The Nun Euphrosyne was born at the beginning of the fifth century in the city of Alexandria. 

She was the only child in her family of illustrious and rich parents. Her mother died early. She was raised by her father, Paphnutius, a deeply believing and pious Christian. He frequented a monastery, the hegumen of which was his spiritual guide. 

When Euphrosyne turned age eighteen, her father wanted her to marry. He set off to the monastery to his spiritual guide to receive blessing for the planned wedding of his daughter. The hegumen conversed with the daughter and gave her his blessing, but Saint Euphrosyne yearned for the monastic life. Secretly having accepted tonsure from a wandering monk, she left her father’s house and decided to enter a monastery in order to lead her life in solitude and prayer. 

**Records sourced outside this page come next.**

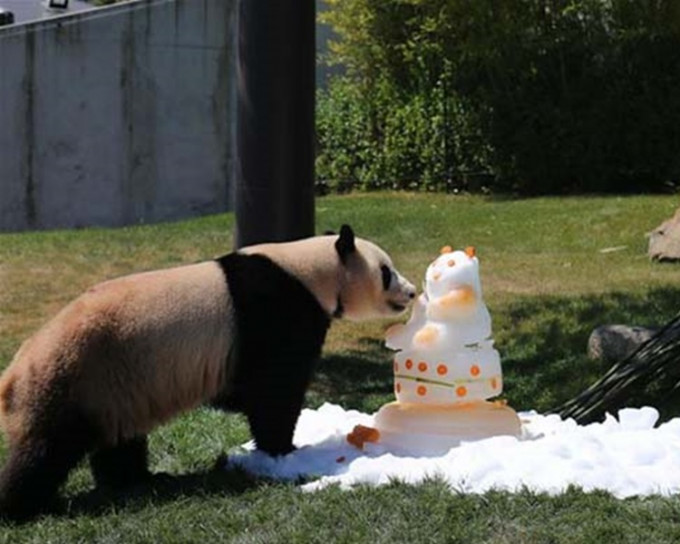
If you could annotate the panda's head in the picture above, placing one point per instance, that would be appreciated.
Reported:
(350, 277)
(369, 286)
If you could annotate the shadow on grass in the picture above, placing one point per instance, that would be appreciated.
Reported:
(543, 345)
(360, 379)
(164, 488)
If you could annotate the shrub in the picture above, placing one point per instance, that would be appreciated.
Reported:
(533, 96)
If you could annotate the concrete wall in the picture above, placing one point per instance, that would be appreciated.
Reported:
(119, 115)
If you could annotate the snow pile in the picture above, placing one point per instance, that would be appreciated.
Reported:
(626, 456)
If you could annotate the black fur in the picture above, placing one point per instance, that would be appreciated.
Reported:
(122, 465)
(345, 243)
(39, 465)
(281, 328)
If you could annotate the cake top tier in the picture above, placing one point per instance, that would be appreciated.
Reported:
(446, 352)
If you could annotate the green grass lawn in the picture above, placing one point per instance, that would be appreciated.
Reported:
(547, 283)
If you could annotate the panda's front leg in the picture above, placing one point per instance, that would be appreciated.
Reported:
(272, 421)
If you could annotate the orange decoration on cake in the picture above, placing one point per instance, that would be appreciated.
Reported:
(362, 434)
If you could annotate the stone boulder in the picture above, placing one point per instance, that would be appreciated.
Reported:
(664, 240)
(613, 343)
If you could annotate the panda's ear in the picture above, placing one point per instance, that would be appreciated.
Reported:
(345, 243)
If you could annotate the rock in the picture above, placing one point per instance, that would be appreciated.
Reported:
(664, 240)
(613, 343)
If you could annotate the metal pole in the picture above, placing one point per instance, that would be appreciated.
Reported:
(274, 196)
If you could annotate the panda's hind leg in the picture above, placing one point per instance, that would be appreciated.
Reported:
(36, 466)
(122, 465)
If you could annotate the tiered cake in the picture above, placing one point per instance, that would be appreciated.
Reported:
(446, 366)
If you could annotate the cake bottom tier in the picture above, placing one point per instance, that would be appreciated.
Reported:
(422, 429)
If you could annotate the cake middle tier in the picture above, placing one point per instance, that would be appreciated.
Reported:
(471, 373)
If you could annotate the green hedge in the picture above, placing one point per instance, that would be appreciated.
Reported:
(506, 95)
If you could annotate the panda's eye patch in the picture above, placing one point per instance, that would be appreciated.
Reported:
(387, 276)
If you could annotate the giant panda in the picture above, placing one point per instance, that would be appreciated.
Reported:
(241, 333)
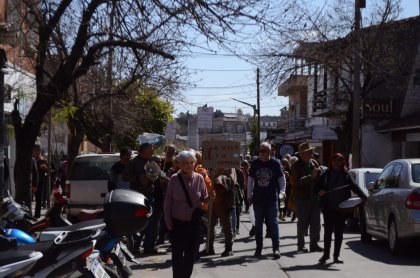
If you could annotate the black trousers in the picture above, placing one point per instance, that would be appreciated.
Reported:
(38, 197)
(334, 222)
(185, 237)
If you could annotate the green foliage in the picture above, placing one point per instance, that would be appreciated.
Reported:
(150, 113)
(63, 112)
(254, 145)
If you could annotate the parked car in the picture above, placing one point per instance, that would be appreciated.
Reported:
(392, 209)
(362, 177)
(87, 184)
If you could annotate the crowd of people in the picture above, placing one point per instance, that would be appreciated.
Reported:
(187, 197)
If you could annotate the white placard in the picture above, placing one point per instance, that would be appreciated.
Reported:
(205, 117)
(170, 132)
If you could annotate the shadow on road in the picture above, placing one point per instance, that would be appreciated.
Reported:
(378, 251)
(325, 267)
(236, 261)
(152, 264)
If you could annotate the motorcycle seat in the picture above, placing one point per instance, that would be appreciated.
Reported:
(13, 256)
(97, 223)
(39, 246)
(89, 214)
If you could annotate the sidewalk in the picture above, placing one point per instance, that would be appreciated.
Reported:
(241, 264)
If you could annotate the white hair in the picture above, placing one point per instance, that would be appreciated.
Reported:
(266, 145)
(184, 155)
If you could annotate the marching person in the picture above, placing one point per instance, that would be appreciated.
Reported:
(185, 194)
(266, 183)
(304, 175)
(42, 167)
(333, 187)
(136, 175)
(115, 178)
(223, 205)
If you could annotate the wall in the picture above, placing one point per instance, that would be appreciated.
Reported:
(374, 152)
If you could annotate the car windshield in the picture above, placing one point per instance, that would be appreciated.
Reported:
(92, 167)
(370, 177)
(415, 172)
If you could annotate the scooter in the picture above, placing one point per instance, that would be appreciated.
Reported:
(118, 200)
(17, 263)
(61, 257)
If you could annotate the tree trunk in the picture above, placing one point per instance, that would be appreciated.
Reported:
(76, 137)
(23, 169)
(26, 134)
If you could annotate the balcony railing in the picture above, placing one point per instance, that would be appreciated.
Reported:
(330, 102)
(292, 124)
(293, 83)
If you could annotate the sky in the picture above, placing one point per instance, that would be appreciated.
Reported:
(220, 78)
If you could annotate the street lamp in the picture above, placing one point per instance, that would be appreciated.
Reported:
(256, 113)
(3, 61)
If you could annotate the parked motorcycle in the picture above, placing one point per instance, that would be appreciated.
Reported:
(17, 263)
(125, 212)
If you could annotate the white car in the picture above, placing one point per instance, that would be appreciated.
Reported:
(87, 184)
(393, 206)
(363, 176)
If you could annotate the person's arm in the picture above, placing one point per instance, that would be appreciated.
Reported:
(300, 178)
(281, 182)
(205, 197)
(35, 177)
(113, 179)
(250, 188)
(355, 188)
(167, 204)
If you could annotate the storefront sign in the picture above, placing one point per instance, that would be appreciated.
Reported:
(221, 154)
(381, 108)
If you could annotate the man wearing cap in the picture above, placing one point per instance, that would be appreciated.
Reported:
(304, 175)
(265, 183)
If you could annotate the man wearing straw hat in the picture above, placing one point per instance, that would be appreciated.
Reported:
(304, 175)
(265, 183)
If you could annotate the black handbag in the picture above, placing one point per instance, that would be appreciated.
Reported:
(197, 212)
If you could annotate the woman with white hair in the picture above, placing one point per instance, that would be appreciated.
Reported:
(184, 196)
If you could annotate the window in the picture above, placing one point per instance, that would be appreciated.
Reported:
(415, 172)
(393, 179)
(370, 177)
(384, 175)
(92, 167)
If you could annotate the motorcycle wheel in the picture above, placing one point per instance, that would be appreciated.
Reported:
(123, 271)
(111, 272)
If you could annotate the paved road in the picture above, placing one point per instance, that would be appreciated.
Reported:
(360, 260)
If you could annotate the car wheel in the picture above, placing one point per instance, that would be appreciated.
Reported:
(365, 237)
(394, 242)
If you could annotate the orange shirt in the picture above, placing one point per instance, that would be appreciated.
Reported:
(203, 171)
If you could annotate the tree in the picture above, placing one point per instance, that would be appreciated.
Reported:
(73, 36)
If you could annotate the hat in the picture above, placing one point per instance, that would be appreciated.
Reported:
(305, 147)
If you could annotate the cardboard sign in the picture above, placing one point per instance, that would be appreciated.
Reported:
(170, 132)
(221, 154)
(205, 117)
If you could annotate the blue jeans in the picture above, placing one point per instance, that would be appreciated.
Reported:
(269, 213)
(234, 220)
(185, 238)
(148, 235)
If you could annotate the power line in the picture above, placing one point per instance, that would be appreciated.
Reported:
(223, 87)
(224, 70)
(212, 95)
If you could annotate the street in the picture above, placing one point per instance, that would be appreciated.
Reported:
(360, 260)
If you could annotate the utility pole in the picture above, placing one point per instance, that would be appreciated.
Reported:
(355, 145)
(258, 106)
(3, 61)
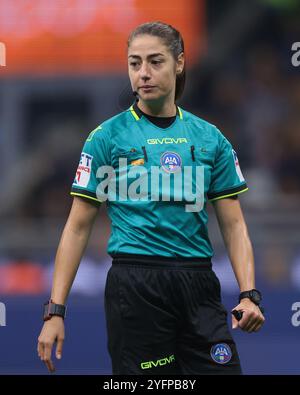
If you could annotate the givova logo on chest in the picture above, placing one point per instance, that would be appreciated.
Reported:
(168, 140)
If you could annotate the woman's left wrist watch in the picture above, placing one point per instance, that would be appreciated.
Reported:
(51, 309)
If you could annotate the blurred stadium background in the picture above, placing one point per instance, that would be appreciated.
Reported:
(65, 73)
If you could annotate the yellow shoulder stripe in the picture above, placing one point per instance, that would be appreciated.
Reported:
(136, 117)
(91, 135)
(231, 194)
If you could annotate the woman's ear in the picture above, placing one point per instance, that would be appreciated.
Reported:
(180, 63)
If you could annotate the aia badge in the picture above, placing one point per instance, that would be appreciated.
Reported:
(170, 162)
(237, 166)
(221, 353)
(83, 172)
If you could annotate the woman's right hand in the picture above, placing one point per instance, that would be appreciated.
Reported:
(52, 331)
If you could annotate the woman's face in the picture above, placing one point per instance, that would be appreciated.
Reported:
(152, 68)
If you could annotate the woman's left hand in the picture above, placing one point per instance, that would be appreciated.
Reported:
(252, 319)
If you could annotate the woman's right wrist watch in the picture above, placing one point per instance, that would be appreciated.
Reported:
(51, 309)
(254, 295)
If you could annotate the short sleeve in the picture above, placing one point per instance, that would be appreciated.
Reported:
(227, 178)
(95, 153)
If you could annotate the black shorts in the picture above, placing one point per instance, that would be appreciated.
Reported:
(166, 317)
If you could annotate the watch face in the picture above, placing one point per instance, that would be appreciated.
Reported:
(255, 296)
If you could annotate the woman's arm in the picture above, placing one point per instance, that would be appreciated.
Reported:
(71, 247)
(238, 244)
(69, 253)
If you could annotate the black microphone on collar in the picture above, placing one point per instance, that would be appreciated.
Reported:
(136, 95)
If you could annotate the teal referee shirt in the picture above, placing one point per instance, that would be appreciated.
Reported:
(156, 181)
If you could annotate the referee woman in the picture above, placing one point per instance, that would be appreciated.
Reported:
(163, 307)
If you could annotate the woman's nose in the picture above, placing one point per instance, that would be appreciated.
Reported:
(144, 70)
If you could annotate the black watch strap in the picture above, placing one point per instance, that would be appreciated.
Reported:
(254, 295)
(51, 309)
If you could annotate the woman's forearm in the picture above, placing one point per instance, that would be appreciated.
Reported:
(71, 247)
(236, 238)
(68, 257)
(240, 252)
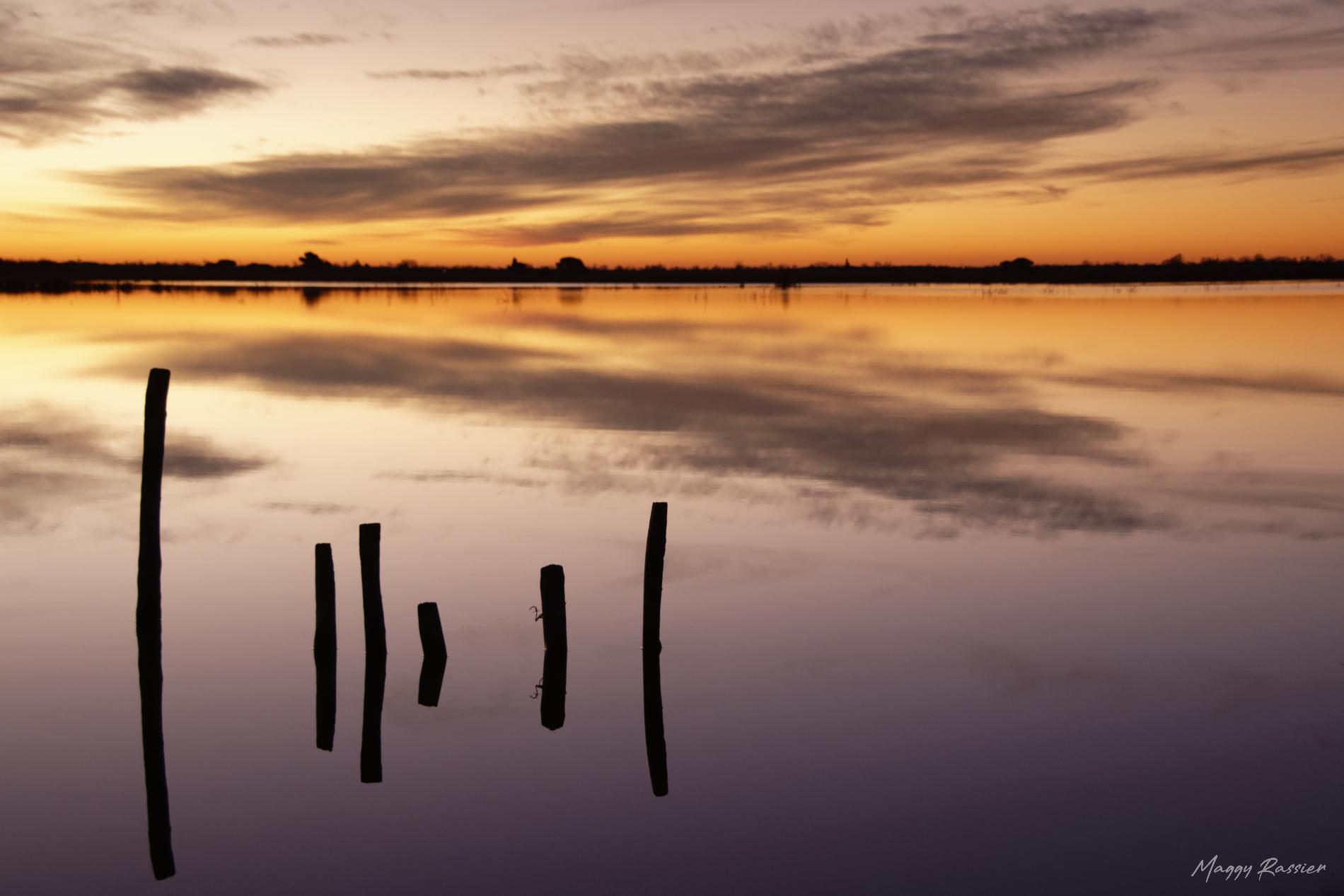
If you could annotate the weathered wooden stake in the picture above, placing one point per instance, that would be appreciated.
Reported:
(431, 630)
(324, 633)
(149, 628)
(371, 736)
(554, 667)
(431, 679)
(325, 663)
(654, 551)
(654, 740)
(370, 575)
(552, 609)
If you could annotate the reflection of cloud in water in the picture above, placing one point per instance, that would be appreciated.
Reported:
(53, 455)
(942, 454)
(839, 425)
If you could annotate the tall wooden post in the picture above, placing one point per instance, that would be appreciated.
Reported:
(371, 736)
(654, 551)
(552, 609)
(149, 628)
(370, 575)
(324, 573)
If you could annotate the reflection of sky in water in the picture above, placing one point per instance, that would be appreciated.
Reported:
(961, 590)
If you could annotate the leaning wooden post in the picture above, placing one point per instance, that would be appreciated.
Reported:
(654, 551)
(149, 628)
(655, 743)
(371, 736)
(552, 609)
(431, 680)
(324, 633)
(370, 574)
(431, 630)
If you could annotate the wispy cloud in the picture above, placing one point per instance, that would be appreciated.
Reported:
(457, 74)
(303, 40)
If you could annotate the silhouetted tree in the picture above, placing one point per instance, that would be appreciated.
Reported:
(570, 265)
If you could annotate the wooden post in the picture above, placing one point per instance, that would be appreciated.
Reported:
(325, 663)
(431, 630)
(149, 628)
(655, 743)
(371, 736)
(431, 679)
(552, 609)
(552, 688)
(654, 551)
(370, 575)
(324, 633)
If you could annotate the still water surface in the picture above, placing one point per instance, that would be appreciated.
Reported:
(1009, 591)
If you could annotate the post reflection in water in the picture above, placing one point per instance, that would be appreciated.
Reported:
(371, 739)
(431, 679)
(655, 742)
(552, 688)
(149, 629)
(325, 663)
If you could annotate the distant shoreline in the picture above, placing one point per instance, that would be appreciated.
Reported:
(47, 277)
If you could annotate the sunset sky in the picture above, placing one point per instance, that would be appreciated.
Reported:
(670, 131)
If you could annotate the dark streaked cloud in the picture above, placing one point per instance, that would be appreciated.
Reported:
(1214, 161)
(457, 74)
(851, 134)
(176, 91)
(303, 40)
(1280, 382)
(463, 476)
(55, 86)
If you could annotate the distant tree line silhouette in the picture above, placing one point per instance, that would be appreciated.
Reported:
(49, 276)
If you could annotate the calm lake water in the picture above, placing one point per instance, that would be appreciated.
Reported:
(967, 591)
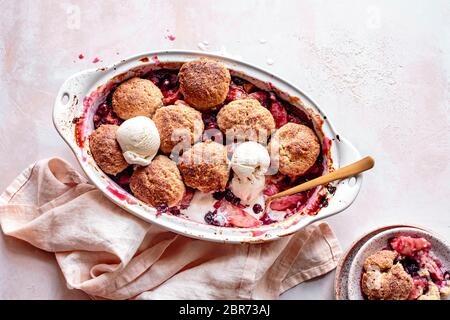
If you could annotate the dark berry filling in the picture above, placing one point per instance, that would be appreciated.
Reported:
(257, 208)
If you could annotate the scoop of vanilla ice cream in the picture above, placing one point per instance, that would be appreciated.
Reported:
(250, 161)
(139, 140)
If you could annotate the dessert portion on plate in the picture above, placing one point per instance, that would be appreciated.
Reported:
(405, 270)
(203, 144)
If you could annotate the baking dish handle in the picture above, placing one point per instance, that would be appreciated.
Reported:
(69, 103)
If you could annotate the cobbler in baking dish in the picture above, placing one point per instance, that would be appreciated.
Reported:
(405, 270)
(199, 143)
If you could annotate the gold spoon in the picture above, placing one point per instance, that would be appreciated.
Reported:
(341, 173)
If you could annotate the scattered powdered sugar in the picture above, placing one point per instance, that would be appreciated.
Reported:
(203, 45)
(224, 53)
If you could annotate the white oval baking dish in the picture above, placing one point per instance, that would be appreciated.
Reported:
(69, 106)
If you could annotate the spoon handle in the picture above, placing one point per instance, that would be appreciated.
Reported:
(341, 173)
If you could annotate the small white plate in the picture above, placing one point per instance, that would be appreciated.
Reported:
(380, 241)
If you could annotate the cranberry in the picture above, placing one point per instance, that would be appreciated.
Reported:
(323, 202)
(219, 195)
(270, 190)
(210, 218)
(410, 265)
(105, 115)
(266, 219)
(230, 197)
(238, 81)
(331, 189)
(407, 246)
(210, 120)
(187, 198)
(162, 208)
(237, 217)
(289, 202)
(278, 112)
(235, 93)
(261, 96)
(174, 211)
(257, 208)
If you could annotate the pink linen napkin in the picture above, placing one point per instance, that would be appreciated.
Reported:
(110, 254)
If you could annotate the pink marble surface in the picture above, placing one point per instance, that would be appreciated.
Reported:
(380, 69)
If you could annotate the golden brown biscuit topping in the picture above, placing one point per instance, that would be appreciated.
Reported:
(158, 183)
(106, 150)
(204, 83)
(136, 97)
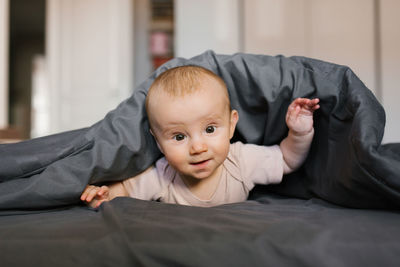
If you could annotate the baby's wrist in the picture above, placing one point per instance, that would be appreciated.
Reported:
(301, 134)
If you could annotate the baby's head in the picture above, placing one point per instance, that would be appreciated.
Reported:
(191, 119)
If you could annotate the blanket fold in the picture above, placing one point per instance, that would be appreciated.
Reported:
(347, 165)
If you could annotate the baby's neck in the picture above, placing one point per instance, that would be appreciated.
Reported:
(205, 188)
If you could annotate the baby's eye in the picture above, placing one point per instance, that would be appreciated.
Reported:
(210, 129)
(179, 137)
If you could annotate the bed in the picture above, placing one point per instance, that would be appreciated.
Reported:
(341, 208)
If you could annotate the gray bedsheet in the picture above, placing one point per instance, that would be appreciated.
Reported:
(272, 231)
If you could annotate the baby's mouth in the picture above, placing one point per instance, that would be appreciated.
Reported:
(199, 162)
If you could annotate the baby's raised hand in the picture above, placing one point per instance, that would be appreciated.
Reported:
(95, 195)
(299, 117)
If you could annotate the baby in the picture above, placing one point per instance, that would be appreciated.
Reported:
(192, 121)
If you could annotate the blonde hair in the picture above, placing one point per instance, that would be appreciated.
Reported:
(181, 81)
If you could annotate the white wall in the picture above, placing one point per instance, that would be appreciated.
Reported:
(4, 63)
(206, 24)
(339, 31)
(390, 36)
(89, 50)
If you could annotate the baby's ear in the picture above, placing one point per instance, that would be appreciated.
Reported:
(158, 145)
(234, 120)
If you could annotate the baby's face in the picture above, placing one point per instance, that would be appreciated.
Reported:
(193, 131)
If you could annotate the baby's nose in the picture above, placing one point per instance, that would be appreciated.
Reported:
(198, 146)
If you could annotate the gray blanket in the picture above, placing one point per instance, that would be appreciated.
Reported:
(347, 164)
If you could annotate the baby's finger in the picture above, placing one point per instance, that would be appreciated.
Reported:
(92, 194)
(102, 191)
(99, 202)
(86, 192)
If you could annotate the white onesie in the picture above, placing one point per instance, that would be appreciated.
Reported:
(245, 166)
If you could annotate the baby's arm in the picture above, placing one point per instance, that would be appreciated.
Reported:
(95, 195)
(299, 119)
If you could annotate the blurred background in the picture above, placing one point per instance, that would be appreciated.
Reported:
(65, 63)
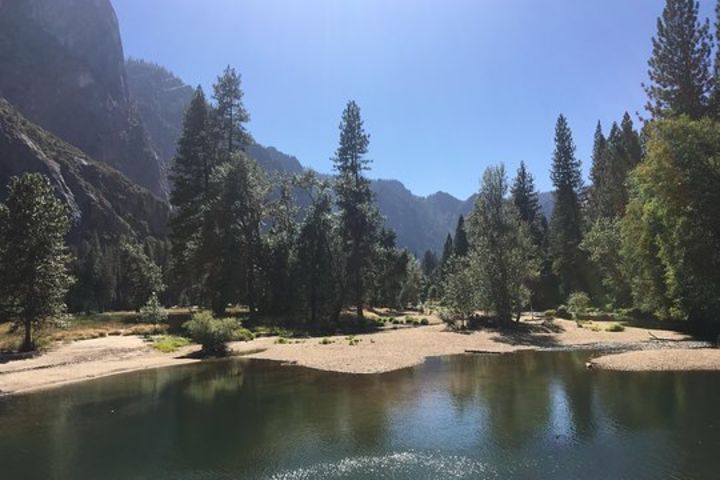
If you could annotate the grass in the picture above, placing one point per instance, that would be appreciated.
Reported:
(169, 343)
(616, 327)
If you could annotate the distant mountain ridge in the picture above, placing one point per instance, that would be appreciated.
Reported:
(63, 68)
(421, 223)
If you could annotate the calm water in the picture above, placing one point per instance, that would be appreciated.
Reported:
(529, 415)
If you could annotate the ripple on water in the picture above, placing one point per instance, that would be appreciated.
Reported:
(410, 464)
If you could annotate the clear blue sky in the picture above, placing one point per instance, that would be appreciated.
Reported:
(446, 87)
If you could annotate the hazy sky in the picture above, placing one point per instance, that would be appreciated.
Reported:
(446, 87)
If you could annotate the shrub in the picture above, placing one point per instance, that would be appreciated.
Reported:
(169, 343)
(153, 312)
(211, 333)
(579, 302)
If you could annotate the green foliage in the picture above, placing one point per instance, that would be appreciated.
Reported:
(33, 256)
(680, 77)
(211, 333)
(615, 327)
(153, 311)
(138, 276)
(578, 302)
(461, 246)
(503, 258)
(563, 312)
(671, 233)
(169, 343)
(565, 225)
(230, 116)
(359, 217)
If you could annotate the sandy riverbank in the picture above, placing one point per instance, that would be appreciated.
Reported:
(705, 359)
(373, 353)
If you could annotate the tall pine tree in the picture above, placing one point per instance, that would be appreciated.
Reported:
(230, 113)
(680, 77)
(460, 242)
(566, 222)
(190, 177)
(358, 214)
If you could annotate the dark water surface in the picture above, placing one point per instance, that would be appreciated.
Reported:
(526, 415)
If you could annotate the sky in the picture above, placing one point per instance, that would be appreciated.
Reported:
(446, 88)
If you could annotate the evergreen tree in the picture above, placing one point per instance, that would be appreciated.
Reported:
(358, 214)
(598, 173)
(138, 276)
(680, 77)
(460, 243)
(231, 233)
(190, 178)
(320, 279)
(566, 222)
(33, 255)
(429, 263)
(230, 113)
(526, 201)
(278, 253)
(448, 251)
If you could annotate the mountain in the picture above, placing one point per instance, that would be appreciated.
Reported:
(421, 223)
(63, 68)
(100, 199)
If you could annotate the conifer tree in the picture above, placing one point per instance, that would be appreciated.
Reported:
(526, 201)
(448, 252)
(358, 214)
(679, 69)
(33, 255)
(319, 278)
(460, 242)
(566, 222)
(190, 176)
(230, 113)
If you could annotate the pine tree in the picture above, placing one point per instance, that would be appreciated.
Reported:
(680, 64)
(448, 252)
(598, 173)
(460, 242)
(358, 214)
(33, 255)
(503, 259)
(566, 222)
(230, 113)
(429, 263)
(231, 233)
(526, 201)
(320, 281)
(190, 177)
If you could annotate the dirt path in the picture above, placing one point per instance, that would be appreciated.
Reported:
(363, 354)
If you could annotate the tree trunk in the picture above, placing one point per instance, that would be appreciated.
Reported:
(28, 344)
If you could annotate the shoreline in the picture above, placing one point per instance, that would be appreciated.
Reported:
(372, 353)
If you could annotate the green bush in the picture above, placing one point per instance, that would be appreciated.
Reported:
(616, 327)
(153, 311)
(211, 333)
(579, 302)
(169, 343)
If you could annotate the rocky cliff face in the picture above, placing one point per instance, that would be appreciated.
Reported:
(63, 68)
(100, 199)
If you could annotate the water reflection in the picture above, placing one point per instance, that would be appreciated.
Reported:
(524, 415)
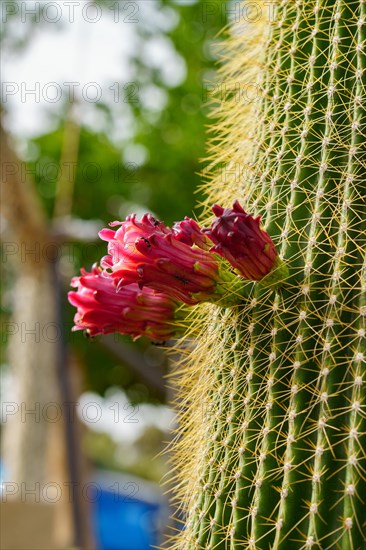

She feared, however, that in a women’s monastery her father would find her. Calling herself the eunuch Izmaragdus, she went to that very selfsame men’s monastery, which since childhood she had visited with her father. The monks did not recognise Euphrosyne dressed in men’s garb, and so they accepted her into the monastery. Here in a solitary cell, in works, fasting and prayer, Saint Euphrosyne spent thirty-eight years and attained to high spiritual accomplishment. 

Her father grieved over the loss of his beloved daughter and more than once, on the advice of the hegumen, he conversed with the monk Izmaragdus, revealing his grief and receiving spiritual comfort. 

Before her death, the Nun Euphrosyne revealed her secret to her grieving father and asked that no one except him should prepare her body for burial. Having buried his daughter, Paphnutius distributed all his wealth to both the poor and to the monastery, and then he accepted monasticism. For ten years right up to his own death, he asceticised in the cell of his daughter.